O fim da "carapaça" chamada
Grémio Lusitano
Até aqui, a arquitetura jurídica da maçonaria
portuguesa funcionava em dois planos. De um lado, o Grémio Lusitano -
associação sem fins lucrativos, com escritura e NIF, que detém e gere o
património. É ela que aparece nos contratos e que, quando necessário, dá a cara
em tribunal.
Do outro, o GOL propriamente dito - onde tudo
realmente acontece: os rituais, as 103 lojas e os seus "veneráveis",
o parlamento interno chamado Grande Dieta, o governo diário entregue ao
Conselho da Ordem, a justiça própria do Grande Tribunal Maçónico, as regras de
eleição do grão-mestre, os nomes simbólicos.

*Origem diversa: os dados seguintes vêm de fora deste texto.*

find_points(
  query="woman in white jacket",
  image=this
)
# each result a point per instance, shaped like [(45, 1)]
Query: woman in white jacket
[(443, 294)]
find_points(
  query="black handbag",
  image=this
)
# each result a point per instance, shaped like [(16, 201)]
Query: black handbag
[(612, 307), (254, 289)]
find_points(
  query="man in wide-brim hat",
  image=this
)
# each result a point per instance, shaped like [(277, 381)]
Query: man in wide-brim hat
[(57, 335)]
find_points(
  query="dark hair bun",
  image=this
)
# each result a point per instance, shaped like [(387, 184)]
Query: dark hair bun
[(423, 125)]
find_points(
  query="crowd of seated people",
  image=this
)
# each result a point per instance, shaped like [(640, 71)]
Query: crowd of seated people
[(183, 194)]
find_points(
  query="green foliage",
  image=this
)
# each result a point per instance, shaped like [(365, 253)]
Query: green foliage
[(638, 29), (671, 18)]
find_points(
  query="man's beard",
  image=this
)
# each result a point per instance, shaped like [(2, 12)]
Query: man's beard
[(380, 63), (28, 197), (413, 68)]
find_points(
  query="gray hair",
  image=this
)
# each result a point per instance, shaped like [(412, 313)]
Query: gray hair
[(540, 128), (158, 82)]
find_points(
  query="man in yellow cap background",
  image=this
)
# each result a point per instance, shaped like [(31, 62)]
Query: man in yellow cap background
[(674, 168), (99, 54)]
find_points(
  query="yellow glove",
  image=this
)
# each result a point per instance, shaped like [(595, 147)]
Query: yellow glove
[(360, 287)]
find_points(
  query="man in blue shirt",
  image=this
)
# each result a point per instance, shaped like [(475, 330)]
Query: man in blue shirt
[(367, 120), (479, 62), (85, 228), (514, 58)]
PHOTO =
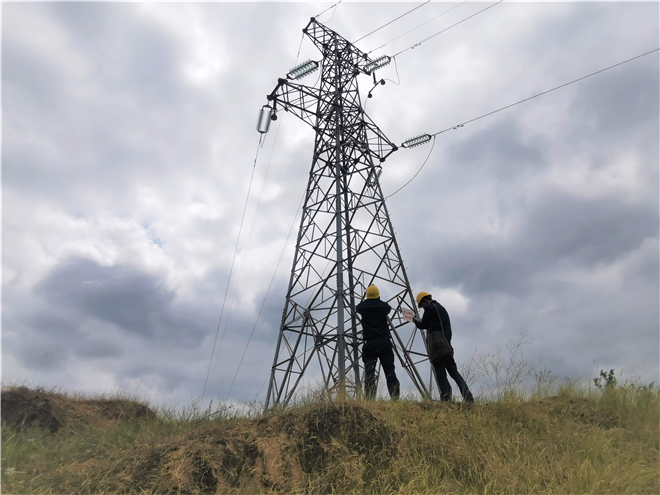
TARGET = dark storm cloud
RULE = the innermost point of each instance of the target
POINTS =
(557, 231)
(499, 144)
(134, 301)
(134, 126)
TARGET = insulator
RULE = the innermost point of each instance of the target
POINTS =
(265, 114)
(417, 141)
(303, 69)
(378, 63)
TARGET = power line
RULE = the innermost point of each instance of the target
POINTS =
(240, 229)
(514, 104)
(247, 245)
(446, 29)
(417, 173)
(544, 92)
(416, 28)
(331, 7)
(394, 20)
(266, 295)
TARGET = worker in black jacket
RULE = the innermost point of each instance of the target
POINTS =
(436, 319)
(377, 343)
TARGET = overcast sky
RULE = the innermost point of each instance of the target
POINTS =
(129, 139)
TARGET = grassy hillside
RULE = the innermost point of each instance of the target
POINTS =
(570, 442)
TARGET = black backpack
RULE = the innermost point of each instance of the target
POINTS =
(438, 346)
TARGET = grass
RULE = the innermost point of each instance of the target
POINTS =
(561, 440)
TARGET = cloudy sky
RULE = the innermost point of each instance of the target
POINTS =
(129, 141)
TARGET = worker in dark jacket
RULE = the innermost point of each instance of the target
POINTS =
(436, 319)
(377, 343)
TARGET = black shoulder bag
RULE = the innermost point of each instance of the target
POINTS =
(439, 347)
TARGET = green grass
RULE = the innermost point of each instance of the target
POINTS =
(569, 441)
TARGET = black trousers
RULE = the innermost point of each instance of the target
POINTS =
(372, 351)
(448, 366)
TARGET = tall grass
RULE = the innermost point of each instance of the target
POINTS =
(533, 434)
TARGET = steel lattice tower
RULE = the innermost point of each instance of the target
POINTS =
(346, 241)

Esse universo sempre viveu à
margem do mundo profano, sem ter de prestar contas.
O acórdão da Relação desmonta essa separação.

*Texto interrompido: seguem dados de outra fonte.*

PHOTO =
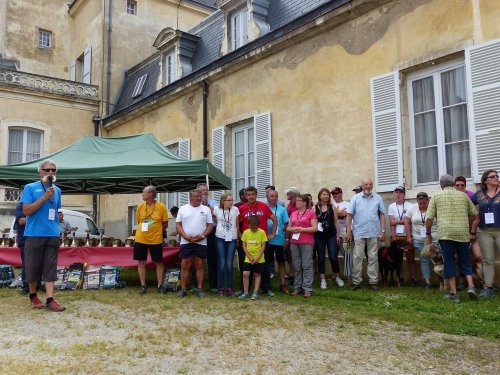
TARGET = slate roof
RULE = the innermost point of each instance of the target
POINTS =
(282, 16)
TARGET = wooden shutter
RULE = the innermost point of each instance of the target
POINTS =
(218, 157)
(72, 74)
(263, 153)
(184, 153)
(483, 100)
(386, 122)
(87, 65)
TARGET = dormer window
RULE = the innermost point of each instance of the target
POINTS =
(239, 28)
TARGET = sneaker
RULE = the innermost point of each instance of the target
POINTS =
(452, 297)
(471, 292)
(182, 293)
(36, 303)
(487, 292)
(374, 287)
(54, 306)
(339, 282)
(244, 295)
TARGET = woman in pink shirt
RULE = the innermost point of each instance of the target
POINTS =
(303, 224)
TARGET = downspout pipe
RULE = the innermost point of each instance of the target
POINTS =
(205, 119)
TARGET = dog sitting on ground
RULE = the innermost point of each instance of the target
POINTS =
(390, 260)
(432, 251)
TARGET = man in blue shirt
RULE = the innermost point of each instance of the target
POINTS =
(41, 201)
(366, 215)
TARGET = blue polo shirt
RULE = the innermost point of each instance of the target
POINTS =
(366, 212)
(38, 223)
(282, 216)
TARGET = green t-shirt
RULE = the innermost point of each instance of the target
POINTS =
(254, 241)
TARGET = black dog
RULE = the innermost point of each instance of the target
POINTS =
(390, 260)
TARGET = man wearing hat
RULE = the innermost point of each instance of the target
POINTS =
(397, 213)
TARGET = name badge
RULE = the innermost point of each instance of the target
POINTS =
(489, 218)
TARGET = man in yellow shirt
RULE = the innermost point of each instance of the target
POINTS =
(152, 221)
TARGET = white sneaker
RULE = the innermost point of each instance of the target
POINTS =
(339, 282)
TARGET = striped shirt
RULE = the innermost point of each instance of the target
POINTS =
(452, 209)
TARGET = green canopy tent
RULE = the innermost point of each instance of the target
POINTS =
(119, 166)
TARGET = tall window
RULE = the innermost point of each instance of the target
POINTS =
(239, 28)
(169, 68)
(243, 158)
(24, 145)
(131, 7)
(438, 120)
(44, 38)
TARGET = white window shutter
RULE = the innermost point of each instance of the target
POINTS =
(386, 121)
(483, 100)
(218, 160)
(87, 65)
(72, 74)
(184, 153)
(263, 153)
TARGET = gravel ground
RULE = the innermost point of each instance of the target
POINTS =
(210, 336)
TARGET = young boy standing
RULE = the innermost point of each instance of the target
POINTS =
(254, 243)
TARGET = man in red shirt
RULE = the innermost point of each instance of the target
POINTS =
(262, 210)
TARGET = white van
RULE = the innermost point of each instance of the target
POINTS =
(76, 220)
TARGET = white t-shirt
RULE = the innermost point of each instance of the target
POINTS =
(418, 224)
(194, 221)
(399, 212)
(226, 223)
(339, 207)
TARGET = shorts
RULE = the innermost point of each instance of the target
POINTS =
(275, 250)
(141, 252)
(255, 268)
(188, 250)
(40, 255)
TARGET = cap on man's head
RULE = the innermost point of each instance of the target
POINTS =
(400, 189)
(358, 189)
(293, 189)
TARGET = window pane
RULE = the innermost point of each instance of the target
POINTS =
(423, 95)
(455, 123)
(425, 130)
(458, 159)
(427, 165)
(453, 87)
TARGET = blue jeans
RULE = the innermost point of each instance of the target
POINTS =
(424, 262)
(333, 253)
(449, 248)
(225, 256)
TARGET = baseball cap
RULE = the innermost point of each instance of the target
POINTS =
(358, 189)
(293, 189)
(400, 188)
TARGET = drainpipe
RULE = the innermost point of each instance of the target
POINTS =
(205, 119)
(108, 73)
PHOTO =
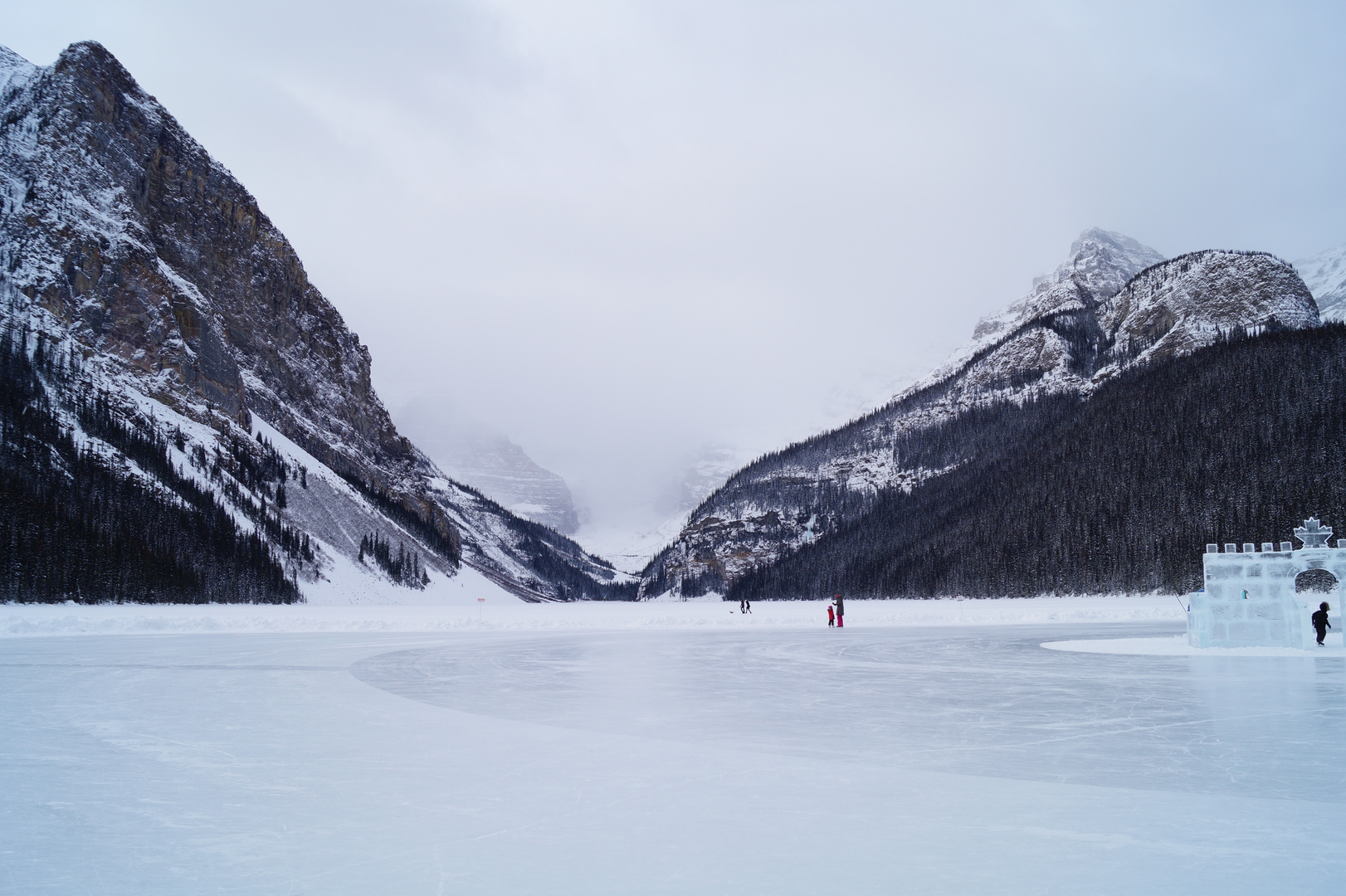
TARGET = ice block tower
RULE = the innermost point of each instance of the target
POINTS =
(1250, 599)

Aceitando a tese dos autores da ação, as juízas escrevem que o Grémio Lusitano
funciona "como carapaça do GOL". E ao revogar a decisão da primeira
instância - que tinha absolvido o GOL e deixado apenas o Grémio no processo -
determinaram que a obediência maçónica tem de responder diretamente.

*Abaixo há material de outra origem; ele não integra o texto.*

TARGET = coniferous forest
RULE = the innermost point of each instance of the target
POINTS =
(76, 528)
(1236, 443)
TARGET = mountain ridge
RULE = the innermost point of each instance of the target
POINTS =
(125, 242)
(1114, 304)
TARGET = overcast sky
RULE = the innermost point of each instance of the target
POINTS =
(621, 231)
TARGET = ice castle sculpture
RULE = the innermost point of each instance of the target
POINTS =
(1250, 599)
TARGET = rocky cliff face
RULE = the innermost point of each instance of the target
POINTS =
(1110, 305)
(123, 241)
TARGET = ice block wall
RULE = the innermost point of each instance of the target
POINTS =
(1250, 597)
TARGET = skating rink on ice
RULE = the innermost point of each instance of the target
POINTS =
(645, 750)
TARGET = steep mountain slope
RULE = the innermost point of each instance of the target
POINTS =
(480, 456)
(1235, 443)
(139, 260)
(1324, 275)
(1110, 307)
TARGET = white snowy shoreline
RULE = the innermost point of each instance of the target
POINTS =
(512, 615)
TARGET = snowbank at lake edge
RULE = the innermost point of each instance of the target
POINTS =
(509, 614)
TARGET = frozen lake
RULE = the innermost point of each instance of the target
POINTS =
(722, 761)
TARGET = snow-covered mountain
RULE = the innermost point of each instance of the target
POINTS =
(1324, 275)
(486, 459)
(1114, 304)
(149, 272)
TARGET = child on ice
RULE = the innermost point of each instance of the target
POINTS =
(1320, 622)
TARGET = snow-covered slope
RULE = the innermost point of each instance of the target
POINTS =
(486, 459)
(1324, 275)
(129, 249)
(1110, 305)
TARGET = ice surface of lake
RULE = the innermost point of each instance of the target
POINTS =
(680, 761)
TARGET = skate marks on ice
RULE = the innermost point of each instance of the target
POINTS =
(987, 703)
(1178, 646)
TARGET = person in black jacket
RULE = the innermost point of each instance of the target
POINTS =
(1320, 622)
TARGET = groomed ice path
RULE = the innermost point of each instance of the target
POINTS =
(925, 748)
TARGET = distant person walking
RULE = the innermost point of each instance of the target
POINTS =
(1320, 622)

Para muitos irmãos, o precedente é aterrador.
Se qualquer sanção interna, qualquer decisão disciplinar, puder ser contestada
num tribunal civil, toda a estrutura de autogoverno maçónica fica exposta. Há
mesmo quem tema, segundo o SOL, a quebra do anonimato e a divulgação dos nomes
civis dos cerca de 2.400 membros atuais.
Tráfico de graus e a Loja Egrégora de
Coimbra
O processo que abriu esta Caixa de Pandora foi
movido por cinco maçons da extinta Loja Egrégora, de Coimbra, irradiados em
2023. Internamente, foram acusados pelo Grande Tribunal Maçónico - então
presidido pelo advogado Francisco Pimentel, com Agostinho Batista e Manuel
Pinto dos Santos entre os juízes, e tendo como acusador o conservador-geral de
Justiça Vitor Santos Oliveira - de "tráfico de graus maçónicos, violação
dos compromissos assumidos e a prática por ação e omissão de ações desonrosas".
No documento interno da condenação, os cinco
surgiam apenas pelos seus nomes simbólicos: Eloy de Matos, Alexander Fleming,
Antero de Quental, António Dias, Leonardo da Vinci e Churchill. Na Relação, já
surgem com os nomes civis: António Martins Ferreira, Camilo Cruz, António
Sequeira, João Almeida e Rui Lopes Dias.
Eles negam tudo e pedem a anulação da expulsão,
alegando falta de contraditório e outras irregularidades processuais, além de
uma indemnização conjunta de cerca de 35 mil euros - seis mil euros para cada
um, acrescidos de juros.
Se vencerem em setembro, o efeito pode ser em
cascata. Só no ano passado, de acordo com dados internos citados pelo SOL, 15
maçons foram expulsos. Todos poderiam agora invocar o mesmo caminho.
O retrato da maçonaria num acórdão
profano
O que mais chocou os maçons não foi apenas a
decisão em si, mas o nível de detalhe com que o acórdão descreve a organização
interna.
As juízas explicam, por exemplo, que o
grão-mestre - atualmente Fernando Cabecinha - é eleito por três anos e é
"o garante da fraternidade maçónica", assessorado pelo Grande
Conselho Maçónico. Que a Grande Dieta é o "órgão soberano e legislativo",
de legislatura anual, onde "têm assento todas as lojas". Que o
Conselho da Ordem é o "órgão executivo", responsável pela
"administração e gestão quotidiana do GOL", presidido pelo
grão-mestre e composto por grão-mestres adjuntos e quatro grandes conselheiros
eleitos trienalmente. E que o Grande Tribunal Maçónico "é o órgão de
cúpula de justiça maçónica constituindo-se como tribunal de apelo das lojas e
dos seus obreiros".
Hoje, esse tribunal é liderado por Manuel Pinto
dos Santos, coadjuvado por nomes como Agostinho Batista, Nuno Gonçalves e João
Paulo Marques.
Para o mundo profano, são informações quase
didáticas. Para dentro do templo, é a exposição pública de um organograma que
sempre se quis reservado.
Nos bastidores do GOL, as culpas dividem-se.
Uns apontam a "fragilidade do processo interno" que conduziu à
expulsão dos irmãos de Coimbra. Outros são mais duros com os próprios autores
da ação: ao levarem o GOL para a justiça civil, teriam cometido um segundo e
mais grave crime maçónico - o de quebrar o juramento de nunca expor a Ordem ao
exterior.
Uma coisa é certa: em setembro, quando Fernando Cabecinha reunir os seus conselhos, não estará em jogo apenas a reintegração de cinco homens. Estará em discussão se a maçonaria portuguesa pode continuar a ser julgada apenas por si mesma.